This is it for Maryland.
One last trip into the heart of ACC country, one last ACC football game, one last go round with N.C. State.
It’s a fitting ACC finale for the Terrapins, original conference members who are leaving after 60 years for the Big Ten in June. Fitting that the end is against the Wolfpack, their spiritual and color-coordinated conference kin.
If nothing else, the ACC’s “red” schools were united in their opposition of the ACC’s “blue” schools.
The two schools will always be linked by the Greatest College Basketball Game ever played (please stop embarrassing yourselves, Duke-Kentucky fans), but the football series has been very good, too. You can argue since 2000, there hasn’t been a more compelling series in the ACC.
Since the ACC was formed in 1953, N.C. State holds a 29-28-1 advantage in the series, only Duke-Virginia (28-28) has been closer.
Fitting because like so many other times, the Wolfpack and Terps can’t even have their own moment. Saturday’s game in Raleigh will be overshadowed by the one at the same time at another end of the Triangle between Duke and North Carolina.
While the Blue Devils and Tar Heels play for the Coastal Division, N.C. State will be playing to avoid its first eight-game losing streak since the 1959 season. The Wolfpack is also hoping avoid its first winless ACC season since that same year, which explains why tickets were selling for $6 on Stub Hub on Tuesday.
It’s a shame, actually, both that Maryland is leaving the ACC and how it’s leaving. The Terps will make more money in the Big Ten, even after the ACC gets its pound of litigious flesh on the way out the door.
More isn’t always better, even when it comes to money. Here’s the hard truth, Maryland: The Big Ten doesn’t care about you or your fans, only the Penn State and Ohio State fans who live in Washington and are willing to pay for the Big Ten Network.

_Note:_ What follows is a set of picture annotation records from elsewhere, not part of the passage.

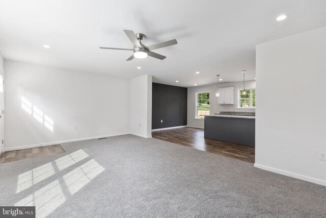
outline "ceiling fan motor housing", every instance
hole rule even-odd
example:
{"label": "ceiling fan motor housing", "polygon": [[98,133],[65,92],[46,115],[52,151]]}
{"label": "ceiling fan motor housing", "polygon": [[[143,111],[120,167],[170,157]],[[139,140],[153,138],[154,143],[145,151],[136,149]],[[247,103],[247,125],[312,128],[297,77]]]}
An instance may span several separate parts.
{"label": "ceiling fan motor housing", "polygon": [[136,37],[139,40],[142,40],[145,38],[145,35],[142,33],[136,33]]}

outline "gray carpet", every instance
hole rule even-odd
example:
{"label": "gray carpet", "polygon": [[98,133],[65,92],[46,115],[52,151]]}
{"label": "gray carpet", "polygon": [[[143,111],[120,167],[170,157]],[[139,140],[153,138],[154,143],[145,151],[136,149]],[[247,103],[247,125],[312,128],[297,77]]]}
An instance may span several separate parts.
{"label": "gray carpet", "polygon": [[0,205],[37,217],[325,217],[326,188],[130,135],[0,164]]}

And, no, the ACC shouldn’t throw the Terps a party on the way out the door, after all, it was their choice to leave. But Maryland has given a lot to the conference in football.

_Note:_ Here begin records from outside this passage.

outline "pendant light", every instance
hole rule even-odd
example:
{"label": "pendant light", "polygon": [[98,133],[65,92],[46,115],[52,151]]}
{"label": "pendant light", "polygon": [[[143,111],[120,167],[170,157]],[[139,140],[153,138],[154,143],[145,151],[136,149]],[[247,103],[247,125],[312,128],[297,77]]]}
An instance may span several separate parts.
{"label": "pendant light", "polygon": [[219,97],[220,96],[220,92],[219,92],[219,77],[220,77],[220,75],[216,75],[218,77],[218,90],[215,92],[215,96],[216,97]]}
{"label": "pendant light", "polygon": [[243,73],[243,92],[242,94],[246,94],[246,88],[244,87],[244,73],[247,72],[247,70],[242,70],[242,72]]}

The Terps won the ACC’s first national title (1953) and produced arguably the conference’s best player, defensive tackle Randy White, and one of its best tacticians in former head coach Ralph Friedgen.

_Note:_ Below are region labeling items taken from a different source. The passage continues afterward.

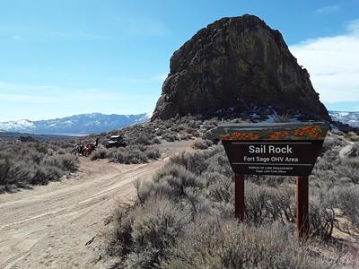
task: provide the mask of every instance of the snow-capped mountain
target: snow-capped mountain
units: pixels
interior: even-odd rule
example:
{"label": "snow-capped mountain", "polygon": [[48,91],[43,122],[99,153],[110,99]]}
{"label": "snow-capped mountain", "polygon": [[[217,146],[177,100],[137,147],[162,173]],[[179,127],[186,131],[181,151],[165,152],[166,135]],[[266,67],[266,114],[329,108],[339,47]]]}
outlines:
{"label": "snow-capped mountain", "polygon": [[359,112],[329,111],[329,115],[333,120],[359,127]]}
{"label": "snow-capped mountain", "polygon": [[143,123],[151,118],[152,113],[138,115],[104,115],[91,113],[71,117],[31,121],[21,119],[0,123],[0,130],[35,134],[81,135],[109,132]]}

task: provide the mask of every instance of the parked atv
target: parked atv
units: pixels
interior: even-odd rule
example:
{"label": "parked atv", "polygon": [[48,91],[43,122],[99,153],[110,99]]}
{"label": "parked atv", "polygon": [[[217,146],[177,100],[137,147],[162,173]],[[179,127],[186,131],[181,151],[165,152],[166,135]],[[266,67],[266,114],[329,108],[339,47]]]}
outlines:
{"label": "parked atv", "polygon": [[113,147],[126,147],[126,142],[124,138],[118,134],[118,135],[111,135],[109,140],[105,144],[106,148],[113,148]]}

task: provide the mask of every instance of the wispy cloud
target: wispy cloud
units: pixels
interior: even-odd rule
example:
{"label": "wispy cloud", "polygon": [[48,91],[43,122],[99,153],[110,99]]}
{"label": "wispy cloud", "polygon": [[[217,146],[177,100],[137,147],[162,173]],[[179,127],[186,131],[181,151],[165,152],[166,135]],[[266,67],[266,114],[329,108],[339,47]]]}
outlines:
{"label": "wispy cloud", "polygon": [[327,5],[320,7],[315,11],[316,13],[319,14],[328,14],[328,13],[333,13],[337,12],[340,9],[339,4],[332,4],[332,5]]}
{"label": "wispy cloud", "polygon": [[0,82],[0,101],[71,104],[106,100],[126,101],[142,98],[139,94],[123,93],[110,89],[73,89],[49,85],[30,85]]}
{"label": "wispy cloud", "polygon": [[311,74],[314,89],[325,102],[359,100],[359,21],[346,32],[305,40],[290,50]]}
{"label": "wispy cloud", "polygon": [[85,39],[85,40],[109,40],[115,37],[86,32],[81,30],[61,30],[42,27],[30,27],[26,25],[0,25],[0,33],[11,35],[15,41],[27,39]]}
{"label": "wispy cloud", "polygon": [[165,24],[156,18],[115,17],[112,23],[120,32],[144,37],[165,36],[170,31]]}
{"label": "wispy cloud", "polygon": [[163,82],[167,78],[167,74],[156,74],[152,77],[153,80]]}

Maryland also gave the ACC the biggest comeback in NCAA history (since broken), a 31-point comeback in a 42-40 win over Miami in 1984. Then was on the losing end of the biggest comeback in a game between two ACC teams 2011, a 56-41 Wolfpack win, after the Terps led 27-0.
The games between the Terps and Pack in 2001, ’03, ’10 and ’11 were all-timers. It would be fun if N.C. State scheduled the Terps, instead of South Alabama, Central Michigan or Georgia Southern, but that won’t happen any time soon, if ever.
You really can’t blame N.C. State for avoiding Maryland, which former coach Tom O’Brien labeled the Wolfpack’s version of the “Bermuda Triangle.”
It was Maryland that kept Russell Wilson and the Wolfpack out of the ACC title game in 2010. It was Maryland that swept Philip Rivers all four of his years at State, including his Senior Day ceremony when his jersey was retired.
No, we won’t see Maryland on a football field in these parts for a while. It’s too bad. No one else will say it, certainly not anyone from Greensboro, but Maryland will be missed. A hale and hearty adieu to you, Terps. Saturdays in the ACC won’t be the same, and neither will your trips to Iowa City or Evanston.